W USA mieszka ponad 300 milionów ludzi, w Słowenii – zaledwie 2 miliony. Drużyna Matjaża Keka to reprezentacja najmniejszego z krajów biorących udział w mundialu, ale ostrzegała napisem na autokarze, by nie oceniać wielkości po rozmiarze.
Obie drużyny dały kibicom prawdziwą rozrywkę, błędów w obronie popełniały mnóstwo i dlatego mecz był atrakcyjny. Słoweńcy zagrali bez kompleksów, po pierwszej połowie prowadzili 2:0 jak najbardziej zasłużenie.
W 13. minucie Valter Birsa strzelił z 20 m tak pięknie, że Tim Howard nie miał prawa narzekać nawet na dziwną piłkę. Trzy minuty przed przerwą Zlatan Ljubijankić nie zmarnował sytuacji jeden na jednego. Trener Bob Bradley wyglądał na tak zaskoczonego, że trudno było się po nim spodziewać jakiejkolwiek reakcji w szatni.

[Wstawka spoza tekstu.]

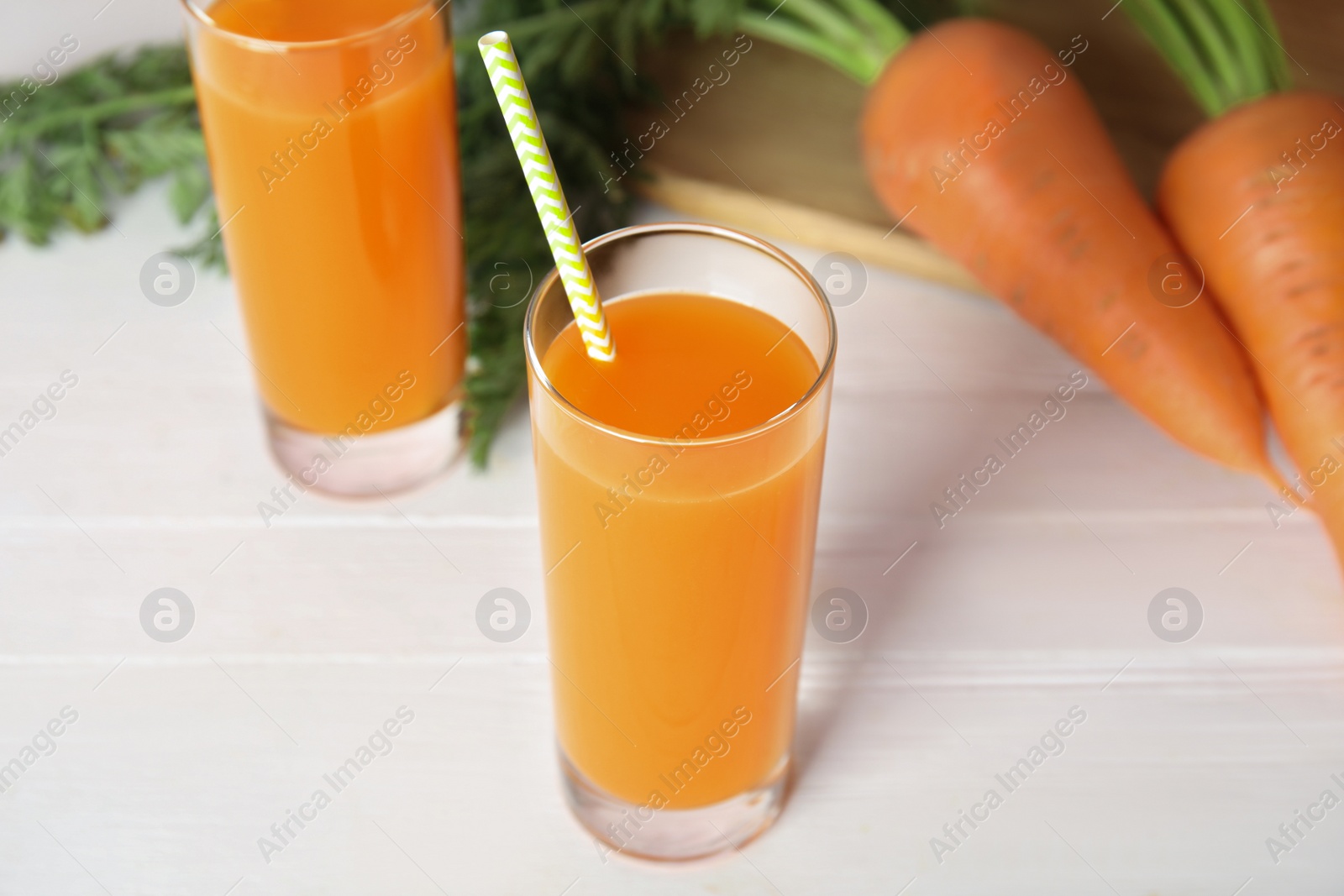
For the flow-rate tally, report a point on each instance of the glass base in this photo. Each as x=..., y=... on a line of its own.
x=369, y=465
x=674, y=835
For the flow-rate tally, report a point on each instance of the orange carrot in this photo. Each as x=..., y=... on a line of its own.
x=1257, y=196
x=1027, y=191
x=983, y=141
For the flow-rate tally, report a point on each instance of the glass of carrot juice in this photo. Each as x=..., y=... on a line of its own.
x=333, y=140
x=678, y=493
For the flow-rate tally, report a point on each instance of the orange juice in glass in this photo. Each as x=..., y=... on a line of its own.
x=333, y=140
x=678, y=493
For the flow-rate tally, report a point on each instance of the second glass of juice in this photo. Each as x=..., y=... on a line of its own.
x=333, y=139
x=678, y=495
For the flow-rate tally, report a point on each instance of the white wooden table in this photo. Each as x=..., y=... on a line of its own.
x=313, y=631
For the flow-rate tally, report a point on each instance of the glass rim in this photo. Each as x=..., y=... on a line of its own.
x=703, y=230
x=198, y=13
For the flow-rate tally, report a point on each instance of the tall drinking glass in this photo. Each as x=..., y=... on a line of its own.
x=333, y=140
x=678, y=567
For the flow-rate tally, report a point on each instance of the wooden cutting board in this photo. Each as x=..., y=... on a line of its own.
x=774, y=148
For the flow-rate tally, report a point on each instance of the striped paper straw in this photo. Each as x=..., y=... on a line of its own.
x=542, y=181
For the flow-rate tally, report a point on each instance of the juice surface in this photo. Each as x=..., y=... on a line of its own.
x=306, y=19
x=675, y=355
x=335, y=170
x=679, y=574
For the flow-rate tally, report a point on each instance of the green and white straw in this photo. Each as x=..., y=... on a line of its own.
x=539, y=170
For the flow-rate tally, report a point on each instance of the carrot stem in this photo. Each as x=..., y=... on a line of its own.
x=857, y=36
x=795, y=36
x=1226, y=51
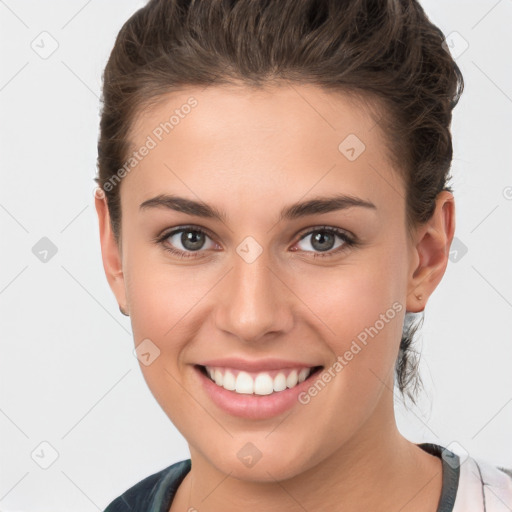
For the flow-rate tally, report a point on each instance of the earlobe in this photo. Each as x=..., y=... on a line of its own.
x=431, y=252
x=110, y=250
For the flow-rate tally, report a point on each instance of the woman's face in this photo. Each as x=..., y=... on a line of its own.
x=271, y=292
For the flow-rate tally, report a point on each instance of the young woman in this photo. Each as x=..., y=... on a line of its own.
x=273, y=207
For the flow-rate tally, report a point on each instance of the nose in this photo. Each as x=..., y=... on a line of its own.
x=254, y=302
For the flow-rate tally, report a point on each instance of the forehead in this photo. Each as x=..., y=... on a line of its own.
x=244, y=145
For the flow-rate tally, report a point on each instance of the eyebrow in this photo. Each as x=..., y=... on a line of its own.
x=295, y=211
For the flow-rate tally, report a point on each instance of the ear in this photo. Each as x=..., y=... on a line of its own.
x=110, y=251
x=430, y=253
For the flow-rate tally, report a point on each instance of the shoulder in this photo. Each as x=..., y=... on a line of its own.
x=483, y=487
x=153, y=491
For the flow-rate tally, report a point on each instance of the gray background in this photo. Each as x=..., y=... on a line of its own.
x=68, y=376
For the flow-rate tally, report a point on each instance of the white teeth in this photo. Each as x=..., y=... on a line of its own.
x=217, y=377
x=259, y=384
x=229, y=381
x=279, y=382
x=292, y=379
x=244, y=384
x=263, y=384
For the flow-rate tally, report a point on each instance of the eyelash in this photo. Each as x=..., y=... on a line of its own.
x=348, y=241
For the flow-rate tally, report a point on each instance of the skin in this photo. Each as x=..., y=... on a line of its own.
x=250, y=153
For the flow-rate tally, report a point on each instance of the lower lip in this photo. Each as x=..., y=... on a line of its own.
x=254, y=407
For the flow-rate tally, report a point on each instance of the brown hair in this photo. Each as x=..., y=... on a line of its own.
x=386, y=53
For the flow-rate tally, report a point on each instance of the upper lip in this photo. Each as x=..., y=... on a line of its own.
x=255, y=365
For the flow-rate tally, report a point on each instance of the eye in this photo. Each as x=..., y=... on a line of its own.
x=191, y=238
x=323, y=239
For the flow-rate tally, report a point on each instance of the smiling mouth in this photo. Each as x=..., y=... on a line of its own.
x=258, y=383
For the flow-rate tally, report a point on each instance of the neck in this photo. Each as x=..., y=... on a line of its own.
x=377, y=469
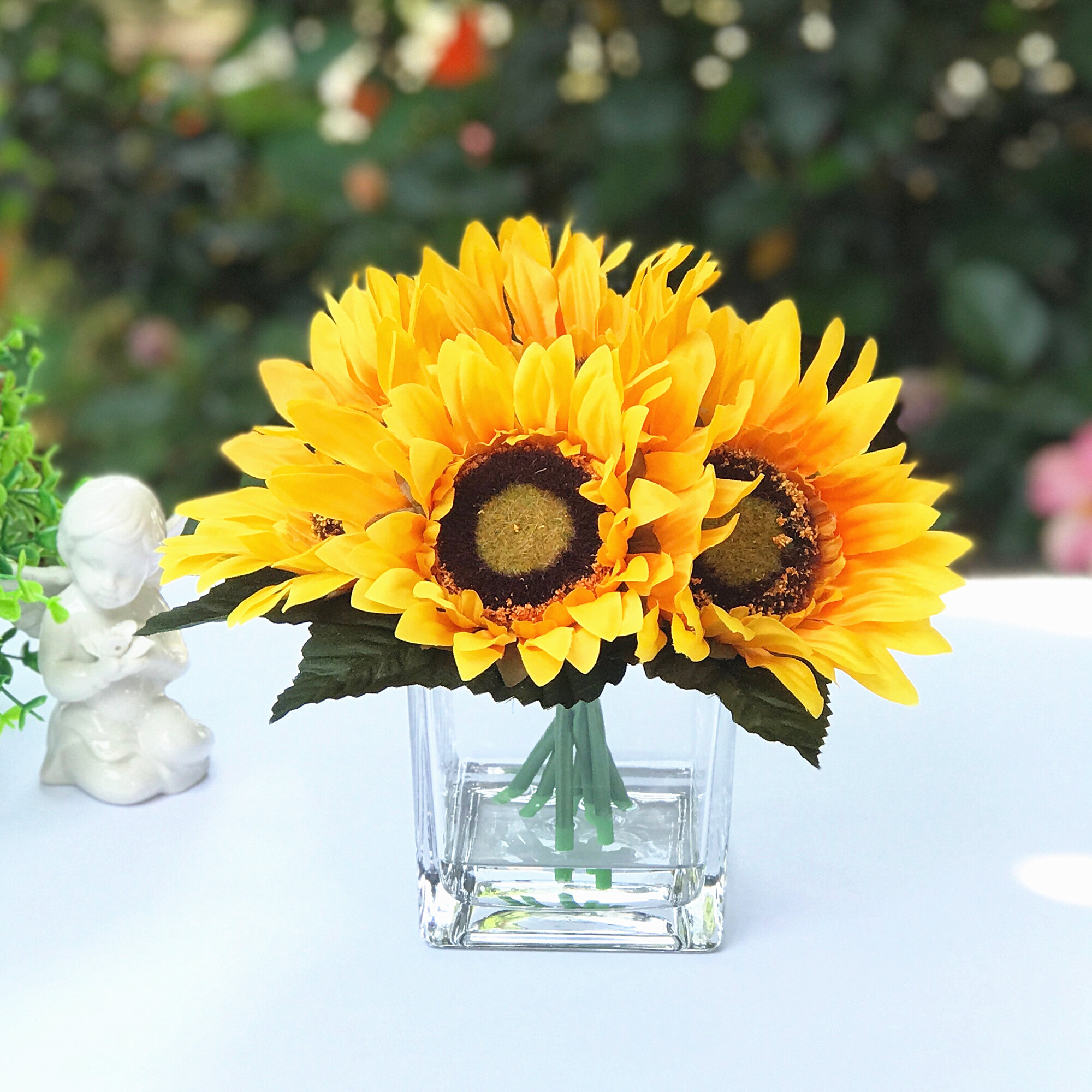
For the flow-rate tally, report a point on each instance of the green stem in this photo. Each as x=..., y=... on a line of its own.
x=584, y=754
x=545, y=790
x=601, y=774
x=563, y=803
x=527, y=773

Amerykanie wychowywani są w przekonaniu, że mieli szczęście urodzić się w najpiękniejszym kraju najmądrzejszych ludzi i mentalność zwycięzców mają we krwi. Wczoraj wspierali ich też mieszkańcy RPA i dziennikarze z innych krajów, którzy po wizycie w obozie USA twierdzą, że nigdzie indziej nie zostali potraktowani równie dobrze.
Sygnał do ataku dał Landon Donovan. Zaraz po wyjściu na boisko po przerwie niemal każdemu piłkarzowi ze swojej drużyny miał coś do powiedzenie. Krzyczał, machał rękoma, mobilizował. Skutecznie przekonał ich, że jeszcze nic straconego trzy minuty później. Wbiegł w pole karne z boku, strzelił z całej siły na wysokości głowy Samira Handanovicia i było 1:2.